FAIRMONT - Fairmont City Council was lobbied this week to join Coalition of Greater Minnesota Cities, a group that represents outstate cities at the state Capitol.

Fairmont has not belonged to the Coalition since the late 1990s. According to city administrator Jim Zarling, the council dropped its membership because of the fees and the feeling by some council members that the coalition was purely a lobbying organization.

"The council at that time didn't feel it was appropriate to spend that much on lobbying," Zarling said.

Bradley Peterson spoke to the council this week, asking the city to reconsider joining and offering to cut the first year dues in half, then increasing to the full amount of $15,212 in three years.

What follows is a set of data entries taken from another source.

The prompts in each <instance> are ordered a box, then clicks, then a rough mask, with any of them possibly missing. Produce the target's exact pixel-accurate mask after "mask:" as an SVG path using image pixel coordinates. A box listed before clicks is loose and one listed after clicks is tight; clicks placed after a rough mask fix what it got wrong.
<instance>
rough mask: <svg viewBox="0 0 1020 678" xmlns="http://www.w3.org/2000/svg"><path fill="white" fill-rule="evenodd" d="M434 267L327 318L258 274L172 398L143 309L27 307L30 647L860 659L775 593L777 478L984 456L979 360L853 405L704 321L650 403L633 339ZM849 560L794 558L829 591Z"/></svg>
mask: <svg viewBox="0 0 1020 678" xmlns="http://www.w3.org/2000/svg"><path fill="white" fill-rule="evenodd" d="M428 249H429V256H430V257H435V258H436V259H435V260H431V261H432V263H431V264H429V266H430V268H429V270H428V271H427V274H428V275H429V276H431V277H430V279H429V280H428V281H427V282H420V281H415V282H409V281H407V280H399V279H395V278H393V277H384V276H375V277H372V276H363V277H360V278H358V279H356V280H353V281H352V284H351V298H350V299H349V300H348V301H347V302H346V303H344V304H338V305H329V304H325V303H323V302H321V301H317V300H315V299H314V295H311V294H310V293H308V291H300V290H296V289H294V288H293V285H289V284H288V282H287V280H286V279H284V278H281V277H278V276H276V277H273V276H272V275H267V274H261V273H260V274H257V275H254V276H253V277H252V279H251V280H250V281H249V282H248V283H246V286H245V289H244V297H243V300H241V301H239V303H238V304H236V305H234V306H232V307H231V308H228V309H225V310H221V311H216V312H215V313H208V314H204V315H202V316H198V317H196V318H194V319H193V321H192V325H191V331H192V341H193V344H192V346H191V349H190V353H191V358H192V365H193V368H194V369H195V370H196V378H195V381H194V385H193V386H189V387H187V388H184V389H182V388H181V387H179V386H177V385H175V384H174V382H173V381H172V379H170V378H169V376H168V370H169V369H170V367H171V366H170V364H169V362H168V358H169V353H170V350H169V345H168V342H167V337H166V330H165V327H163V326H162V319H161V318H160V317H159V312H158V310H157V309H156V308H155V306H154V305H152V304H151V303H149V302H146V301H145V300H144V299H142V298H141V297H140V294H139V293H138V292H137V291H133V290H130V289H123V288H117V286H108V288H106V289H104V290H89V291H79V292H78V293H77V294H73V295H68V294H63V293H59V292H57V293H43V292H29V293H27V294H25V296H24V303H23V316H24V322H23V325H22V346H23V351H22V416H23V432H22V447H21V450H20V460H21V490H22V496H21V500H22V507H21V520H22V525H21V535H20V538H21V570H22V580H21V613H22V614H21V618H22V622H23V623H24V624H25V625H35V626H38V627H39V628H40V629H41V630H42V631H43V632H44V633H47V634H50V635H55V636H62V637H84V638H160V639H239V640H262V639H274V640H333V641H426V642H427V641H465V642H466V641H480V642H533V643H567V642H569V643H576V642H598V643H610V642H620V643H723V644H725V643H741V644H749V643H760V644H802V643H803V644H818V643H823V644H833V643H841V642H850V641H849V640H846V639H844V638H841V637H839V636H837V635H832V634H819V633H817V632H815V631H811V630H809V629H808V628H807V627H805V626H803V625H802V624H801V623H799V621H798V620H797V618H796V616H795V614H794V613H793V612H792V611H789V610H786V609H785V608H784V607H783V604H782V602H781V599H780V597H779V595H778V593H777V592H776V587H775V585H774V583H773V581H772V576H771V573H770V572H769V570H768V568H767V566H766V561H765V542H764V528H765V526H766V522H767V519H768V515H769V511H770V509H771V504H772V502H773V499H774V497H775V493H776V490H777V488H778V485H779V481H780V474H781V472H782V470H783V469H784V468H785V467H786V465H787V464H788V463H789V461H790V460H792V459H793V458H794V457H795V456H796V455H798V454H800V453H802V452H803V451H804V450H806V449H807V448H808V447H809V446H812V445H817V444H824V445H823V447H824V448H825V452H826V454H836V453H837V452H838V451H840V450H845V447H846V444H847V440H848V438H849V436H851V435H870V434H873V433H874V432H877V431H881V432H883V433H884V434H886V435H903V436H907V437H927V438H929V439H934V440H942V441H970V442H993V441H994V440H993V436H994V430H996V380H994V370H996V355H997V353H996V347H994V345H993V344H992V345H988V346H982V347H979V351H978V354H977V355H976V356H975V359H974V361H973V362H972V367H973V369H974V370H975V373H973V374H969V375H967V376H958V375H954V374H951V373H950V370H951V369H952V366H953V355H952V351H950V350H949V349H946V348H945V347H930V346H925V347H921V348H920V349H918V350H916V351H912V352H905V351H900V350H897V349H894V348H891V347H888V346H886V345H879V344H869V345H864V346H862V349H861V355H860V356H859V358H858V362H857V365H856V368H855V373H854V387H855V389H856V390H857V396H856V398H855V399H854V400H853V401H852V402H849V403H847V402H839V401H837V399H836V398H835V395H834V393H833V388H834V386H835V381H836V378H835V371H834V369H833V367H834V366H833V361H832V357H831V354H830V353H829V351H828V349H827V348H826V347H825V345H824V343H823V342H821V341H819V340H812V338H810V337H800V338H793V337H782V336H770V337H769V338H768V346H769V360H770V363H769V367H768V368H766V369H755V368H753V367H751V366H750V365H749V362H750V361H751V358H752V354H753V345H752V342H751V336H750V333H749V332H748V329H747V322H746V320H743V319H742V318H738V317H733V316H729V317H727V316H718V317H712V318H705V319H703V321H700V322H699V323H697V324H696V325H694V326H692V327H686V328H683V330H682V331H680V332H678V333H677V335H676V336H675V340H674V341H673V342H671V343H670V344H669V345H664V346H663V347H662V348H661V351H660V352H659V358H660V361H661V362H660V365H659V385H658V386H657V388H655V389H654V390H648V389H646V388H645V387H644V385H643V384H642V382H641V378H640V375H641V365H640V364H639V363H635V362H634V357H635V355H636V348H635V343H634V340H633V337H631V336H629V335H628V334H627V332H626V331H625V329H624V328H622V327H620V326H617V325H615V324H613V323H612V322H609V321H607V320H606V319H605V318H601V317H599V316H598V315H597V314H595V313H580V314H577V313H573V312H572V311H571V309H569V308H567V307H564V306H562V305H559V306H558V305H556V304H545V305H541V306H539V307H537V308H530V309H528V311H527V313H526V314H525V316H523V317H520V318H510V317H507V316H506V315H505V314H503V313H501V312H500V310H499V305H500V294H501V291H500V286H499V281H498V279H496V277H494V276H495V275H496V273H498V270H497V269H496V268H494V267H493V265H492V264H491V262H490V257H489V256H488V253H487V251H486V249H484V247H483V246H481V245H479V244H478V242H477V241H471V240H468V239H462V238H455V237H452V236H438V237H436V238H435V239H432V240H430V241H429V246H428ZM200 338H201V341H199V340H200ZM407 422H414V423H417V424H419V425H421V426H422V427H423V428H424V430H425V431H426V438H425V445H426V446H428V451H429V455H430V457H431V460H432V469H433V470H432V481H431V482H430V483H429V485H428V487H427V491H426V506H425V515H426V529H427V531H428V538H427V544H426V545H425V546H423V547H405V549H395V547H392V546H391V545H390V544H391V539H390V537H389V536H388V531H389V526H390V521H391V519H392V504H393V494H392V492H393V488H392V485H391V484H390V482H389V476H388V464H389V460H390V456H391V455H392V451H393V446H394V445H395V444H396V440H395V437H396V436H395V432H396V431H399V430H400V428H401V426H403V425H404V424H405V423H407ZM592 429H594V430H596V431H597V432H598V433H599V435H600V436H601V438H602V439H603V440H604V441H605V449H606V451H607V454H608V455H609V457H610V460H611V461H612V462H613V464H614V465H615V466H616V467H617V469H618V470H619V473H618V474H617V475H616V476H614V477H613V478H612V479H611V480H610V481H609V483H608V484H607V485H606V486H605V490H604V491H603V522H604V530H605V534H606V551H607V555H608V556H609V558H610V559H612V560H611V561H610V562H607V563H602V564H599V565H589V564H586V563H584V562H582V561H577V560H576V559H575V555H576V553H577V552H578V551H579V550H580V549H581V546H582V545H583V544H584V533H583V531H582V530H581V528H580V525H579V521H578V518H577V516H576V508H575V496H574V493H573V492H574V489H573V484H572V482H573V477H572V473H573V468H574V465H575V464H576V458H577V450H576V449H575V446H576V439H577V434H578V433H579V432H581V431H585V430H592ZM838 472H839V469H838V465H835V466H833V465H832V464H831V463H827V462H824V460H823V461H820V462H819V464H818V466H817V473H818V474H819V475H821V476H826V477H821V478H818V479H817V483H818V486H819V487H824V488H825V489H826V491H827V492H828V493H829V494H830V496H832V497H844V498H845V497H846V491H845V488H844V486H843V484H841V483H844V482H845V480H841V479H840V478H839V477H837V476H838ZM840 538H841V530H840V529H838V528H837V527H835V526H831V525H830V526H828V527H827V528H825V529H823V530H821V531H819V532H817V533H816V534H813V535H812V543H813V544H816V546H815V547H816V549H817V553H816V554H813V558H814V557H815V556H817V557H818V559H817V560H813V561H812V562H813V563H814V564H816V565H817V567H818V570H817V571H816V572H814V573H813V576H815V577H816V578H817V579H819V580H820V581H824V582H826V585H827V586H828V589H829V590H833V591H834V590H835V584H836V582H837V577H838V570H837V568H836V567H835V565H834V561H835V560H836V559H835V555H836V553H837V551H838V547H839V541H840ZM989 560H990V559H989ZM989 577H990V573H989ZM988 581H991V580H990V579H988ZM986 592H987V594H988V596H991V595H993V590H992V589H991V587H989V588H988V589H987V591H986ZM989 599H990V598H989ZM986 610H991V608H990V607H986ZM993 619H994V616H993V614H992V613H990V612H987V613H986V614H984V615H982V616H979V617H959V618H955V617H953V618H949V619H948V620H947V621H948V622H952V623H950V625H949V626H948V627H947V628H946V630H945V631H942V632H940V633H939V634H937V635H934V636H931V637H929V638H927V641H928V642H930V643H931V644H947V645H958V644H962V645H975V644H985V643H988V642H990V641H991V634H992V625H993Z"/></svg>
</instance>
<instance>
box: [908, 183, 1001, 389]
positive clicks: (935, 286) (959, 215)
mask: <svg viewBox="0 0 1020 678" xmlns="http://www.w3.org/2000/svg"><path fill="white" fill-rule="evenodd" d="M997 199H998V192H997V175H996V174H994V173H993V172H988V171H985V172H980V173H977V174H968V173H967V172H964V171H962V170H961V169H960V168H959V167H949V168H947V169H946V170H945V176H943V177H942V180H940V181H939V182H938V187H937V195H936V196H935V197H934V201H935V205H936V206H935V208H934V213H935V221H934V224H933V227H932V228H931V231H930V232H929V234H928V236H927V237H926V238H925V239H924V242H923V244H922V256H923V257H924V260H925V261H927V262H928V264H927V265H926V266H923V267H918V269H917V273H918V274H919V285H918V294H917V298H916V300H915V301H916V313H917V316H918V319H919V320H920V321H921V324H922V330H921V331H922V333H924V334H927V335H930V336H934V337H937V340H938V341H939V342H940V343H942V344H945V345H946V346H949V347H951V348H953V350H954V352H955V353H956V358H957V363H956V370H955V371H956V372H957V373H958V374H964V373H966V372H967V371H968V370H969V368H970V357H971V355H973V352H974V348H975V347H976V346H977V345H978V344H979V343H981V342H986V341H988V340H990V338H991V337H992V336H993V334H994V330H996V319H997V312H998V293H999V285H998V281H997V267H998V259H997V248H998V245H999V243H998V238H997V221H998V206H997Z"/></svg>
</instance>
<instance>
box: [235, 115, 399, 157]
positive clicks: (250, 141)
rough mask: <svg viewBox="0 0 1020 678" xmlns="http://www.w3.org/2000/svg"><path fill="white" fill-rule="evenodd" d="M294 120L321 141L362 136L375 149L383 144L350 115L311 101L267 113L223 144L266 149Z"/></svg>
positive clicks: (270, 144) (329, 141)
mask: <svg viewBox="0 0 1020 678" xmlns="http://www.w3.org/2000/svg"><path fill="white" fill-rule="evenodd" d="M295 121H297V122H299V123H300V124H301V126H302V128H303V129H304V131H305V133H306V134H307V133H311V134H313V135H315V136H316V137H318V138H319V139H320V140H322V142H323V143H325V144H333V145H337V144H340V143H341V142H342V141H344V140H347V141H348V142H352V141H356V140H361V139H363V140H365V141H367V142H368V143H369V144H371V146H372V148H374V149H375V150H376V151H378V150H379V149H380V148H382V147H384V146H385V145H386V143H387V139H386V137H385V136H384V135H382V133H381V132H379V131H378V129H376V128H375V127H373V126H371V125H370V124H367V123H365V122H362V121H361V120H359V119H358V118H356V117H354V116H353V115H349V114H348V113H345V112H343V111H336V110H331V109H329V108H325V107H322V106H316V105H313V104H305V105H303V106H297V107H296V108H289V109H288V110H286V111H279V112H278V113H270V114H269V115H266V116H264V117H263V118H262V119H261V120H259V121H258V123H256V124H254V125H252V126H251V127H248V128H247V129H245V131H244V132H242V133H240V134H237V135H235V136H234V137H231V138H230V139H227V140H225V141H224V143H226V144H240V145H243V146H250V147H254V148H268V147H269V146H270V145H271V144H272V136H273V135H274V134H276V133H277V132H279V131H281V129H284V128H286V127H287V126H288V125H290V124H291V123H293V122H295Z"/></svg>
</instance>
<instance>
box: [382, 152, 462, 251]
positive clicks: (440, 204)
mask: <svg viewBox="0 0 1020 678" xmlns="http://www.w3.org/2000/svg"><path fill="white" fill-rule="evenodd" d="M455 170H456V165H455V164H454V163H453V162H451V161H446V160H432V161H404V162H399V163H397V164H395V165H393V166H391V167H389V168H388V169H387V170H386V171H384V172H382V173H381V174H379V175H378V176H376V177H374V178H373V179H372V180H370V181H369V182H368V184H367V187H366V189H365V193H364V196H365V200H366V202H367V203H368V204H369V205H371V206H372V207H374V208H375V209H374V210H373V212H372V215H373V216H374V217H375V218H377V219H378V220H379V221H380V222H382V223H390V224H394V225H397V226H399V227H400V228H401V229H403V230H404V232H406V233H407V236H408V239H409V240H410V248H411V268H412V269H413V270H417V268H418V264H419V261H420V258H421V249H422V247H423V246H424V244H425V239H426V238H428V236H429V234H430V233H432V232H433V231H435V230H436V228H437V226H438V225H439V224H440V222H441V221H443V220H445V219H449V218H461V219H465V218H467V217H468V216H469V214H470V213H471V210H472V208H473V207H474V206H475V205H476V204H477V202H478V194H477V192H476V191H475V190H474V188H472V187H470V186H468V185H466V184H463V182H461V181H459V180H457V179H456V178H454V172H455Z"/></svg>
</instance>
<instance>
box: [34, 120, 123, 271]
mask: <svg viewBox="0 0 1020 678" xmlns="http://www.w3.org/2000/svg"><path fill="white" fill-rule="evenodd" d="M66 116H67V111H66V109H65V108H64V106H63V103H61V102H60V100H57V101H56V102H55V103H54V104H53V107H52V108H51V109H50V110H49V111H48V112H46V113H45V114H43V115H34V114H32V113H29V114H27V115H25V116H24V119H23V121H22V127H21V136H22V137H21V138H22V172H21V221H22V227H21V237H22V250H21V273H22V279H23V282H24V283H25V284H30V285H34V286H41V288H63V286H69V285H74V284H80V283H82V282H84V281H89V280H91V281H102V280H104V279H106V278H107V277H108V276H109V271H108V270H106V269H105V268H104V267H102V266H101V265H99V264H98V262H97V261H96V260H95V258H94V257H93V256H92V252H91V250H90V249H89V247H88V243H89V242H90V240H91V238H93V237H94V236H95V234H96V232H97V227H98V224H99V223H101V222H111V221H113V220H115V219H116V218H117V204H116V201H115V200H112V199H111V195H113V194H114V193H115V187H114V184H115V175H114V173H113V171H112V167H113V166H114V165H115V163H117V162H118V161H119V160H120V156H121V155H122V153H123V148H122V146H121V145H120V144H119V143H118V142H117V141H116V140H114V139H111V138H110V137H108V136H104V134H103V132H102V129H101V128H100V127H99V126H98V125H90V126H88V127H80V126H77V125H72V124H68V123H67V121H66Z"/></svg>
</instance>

The coalition's "advocacy program" for Greater Minnesota focuses on five key issues: Local Government Aid, annexation, economic development, environment and transportation.

The organization's primary concern in these economic times is preventing further cuts in LGA and pushing for an equitable, sustainable LGA formula.

According to information Peterson handed out, the 16 cities in District 24A receive an average of $3.50 per person in LGA for every 1 point increase in a city's tax rate - much lower than metro areas.

Also speaking to the council on behalf of the coalition was Thomas Kuntz, the mayor of Owatonna. Kuntz has served on the coalition board and the League of Minnesota Cities board.

"Nobody represents us as well as the coalition," he said. "... I would encourage you to reconsider joining."

The coalition's efforts to convince Fairmont City Council to renew its membership continued with former state Rep. Dan Dorman of Albert Lea.

"Why belong to both the League of Minnesota Cities and the coalition?" Dorman asked.

He said the league represents all cities in the state - metro, suburban and rural, while the coalition lobbies only for Greater Minnesota.

"The large cities have their lobbyists," Dorman said. "... And there is pressure built by those groups. The only one there to counter them is often the coalition."

The council took no action to reconsider its membership. Zarling said if none is taken, in a couple years, the coalition will probably be back in a couple years, making the same appeal.